Ich hatte die ganze Zeit stumm auf der Rückbank gesessen, da ich Angst hatte etwas zu sagen, doch das erschreckte mich so sehr und ich wollte meinem Opa helfen, weshalb ich aus dem Auto sprang und mit den Händen hinter dem Kopf, damit jeder sah, dass ich unbewaffnet war und schrie: „Er ist schwerhörig, er hat sie nicht verstanden, bitte, lassen sie ihn in Ruhe! Opa er möchte die Fahrzeugpapiere und deinen Führerschein sehen!" Der Polizist verarbeitet gedanklich noch meine Aussage, doch mein Großvater stand schon auf, um ihm die gewünschten Sachen zu geben. Ich weiß bis heute nicht, ob das nur ein Reflex des Polizisten war oder eine Bestrafung, oder sonst irgendwas, doch er als mein Opa aufstand, trat er ihm gegen die Brust, so fest, dass man etwas Knacksen hörte.

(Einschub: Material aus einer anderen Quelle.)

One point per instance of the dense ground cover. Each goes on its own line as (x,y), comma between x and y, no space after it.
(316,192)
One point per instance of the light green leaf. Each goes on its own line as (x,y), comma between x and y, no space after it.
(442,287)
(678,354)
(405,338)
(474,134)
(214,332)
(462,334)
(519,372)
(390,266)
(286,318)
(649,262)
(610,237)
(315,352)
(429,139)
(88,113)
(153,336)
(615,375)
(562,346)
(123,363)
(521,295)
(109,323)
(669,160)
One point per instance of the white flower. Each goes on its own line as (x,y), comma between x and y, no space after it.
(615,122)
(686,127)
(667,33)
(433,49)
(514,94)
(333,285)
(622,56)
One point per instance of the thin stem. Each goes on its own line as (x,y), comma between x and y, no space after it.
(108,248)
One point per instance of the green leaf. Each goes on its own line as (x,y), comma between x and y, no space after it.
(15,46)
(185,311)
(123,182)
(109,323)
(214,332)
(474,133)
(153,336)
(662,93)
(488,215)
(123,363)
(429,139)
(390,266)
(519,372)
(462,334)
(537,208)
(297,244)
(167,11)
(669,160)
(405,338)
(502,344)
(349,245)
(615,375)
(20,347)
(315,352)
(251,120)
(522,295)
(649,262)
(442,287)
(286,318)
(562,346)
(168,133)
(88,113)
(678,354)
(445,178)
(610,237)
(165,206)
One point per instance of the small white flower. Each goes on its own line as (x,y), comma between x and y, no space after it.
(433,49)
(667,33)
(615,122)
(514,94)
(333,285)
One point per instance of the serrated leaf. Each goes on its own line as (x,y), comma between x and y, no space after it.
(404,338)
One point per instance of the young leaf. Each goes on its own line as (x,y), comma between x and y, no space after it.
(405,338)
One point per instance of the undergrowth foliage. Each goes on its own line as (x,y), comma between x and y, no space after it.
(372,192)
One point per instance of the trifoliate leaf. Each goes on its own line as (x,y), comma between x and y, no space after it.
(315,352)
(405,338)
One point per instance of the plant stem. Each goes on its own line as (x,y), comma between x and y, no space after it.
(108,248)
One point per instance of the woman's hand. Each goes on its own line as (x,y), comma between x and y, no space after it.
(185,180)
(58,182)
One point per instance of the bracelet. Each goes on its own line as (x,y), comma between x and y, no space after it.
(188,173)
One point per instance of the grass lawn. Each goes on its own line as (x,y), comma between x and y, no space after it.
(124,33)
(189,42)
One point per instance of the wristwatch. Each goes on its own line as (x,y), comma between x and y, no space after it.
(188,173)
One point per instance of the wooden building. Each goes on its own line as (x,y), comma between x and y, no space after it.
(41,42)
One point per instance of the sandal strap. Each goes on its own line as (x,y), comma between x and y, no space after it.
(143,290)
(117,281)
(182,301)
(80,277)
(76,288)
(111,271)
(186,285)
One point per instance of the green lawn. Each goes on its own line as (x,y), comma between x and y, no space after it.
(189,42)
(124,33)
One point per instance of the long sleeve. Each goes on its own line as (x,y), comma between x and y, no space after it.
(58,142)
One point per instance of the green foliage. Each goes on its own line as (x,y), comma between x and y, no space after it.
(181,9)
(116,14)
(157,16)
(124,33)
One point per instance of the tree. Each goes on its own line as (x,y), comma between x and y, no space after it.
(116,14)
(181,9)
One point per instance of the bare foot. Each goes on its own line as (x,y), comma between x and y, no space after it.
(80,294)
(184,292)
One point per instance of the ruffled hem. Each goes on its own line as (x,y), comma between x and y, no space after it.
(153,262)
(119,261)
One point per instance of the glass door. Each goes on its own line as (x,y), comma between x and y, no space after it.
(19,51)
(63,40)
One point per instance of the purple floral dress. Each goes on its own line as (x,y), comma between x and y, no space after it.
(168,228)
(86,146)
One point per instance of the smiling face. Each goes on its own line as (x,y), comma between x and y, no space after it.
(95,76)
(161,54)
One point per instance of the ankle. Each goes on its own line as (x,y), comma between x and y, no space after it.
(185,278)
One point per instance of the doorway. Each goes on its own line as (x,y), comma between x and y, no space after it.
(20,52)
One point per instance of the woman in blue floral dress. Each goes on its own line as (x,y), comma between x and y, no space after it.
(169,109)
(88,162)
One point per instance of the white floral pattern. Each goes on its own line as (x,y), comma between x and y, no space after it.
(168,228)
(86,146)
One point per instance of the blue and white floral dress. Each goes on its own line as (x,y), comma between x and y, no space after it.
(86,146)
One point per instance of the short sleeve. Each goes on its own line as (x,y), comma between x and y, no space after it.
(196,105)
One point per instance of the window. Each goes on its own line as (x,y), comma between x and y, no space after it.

„Opa, nein!", schrie ich. Mein Großvater ächzte schwer und ich wollte zu ihm rennen, doch er streckte die Hand aus und bedeutete mir, an Ort und Stelle zu bleiben und sagte dann röchelnd: „Hol dem Polizisten die Fahrzeugpapiere und meinen Führerschein und ruf dann die Sanitäter, bitte Schatz." Ich nickte nur und tat das, worum er mich gebeten hatte, ich stand unter Schock. Der Polizist kontrollierte die Papiere und den Führerschein und anstatt mit uns auf den Krankenwagen zu warten, fuhr er einfach weg und ließ mich mit meinen Großvater allein auf der Straße zurück.
Mein Großvater überlebte dieses Ereignis nicht.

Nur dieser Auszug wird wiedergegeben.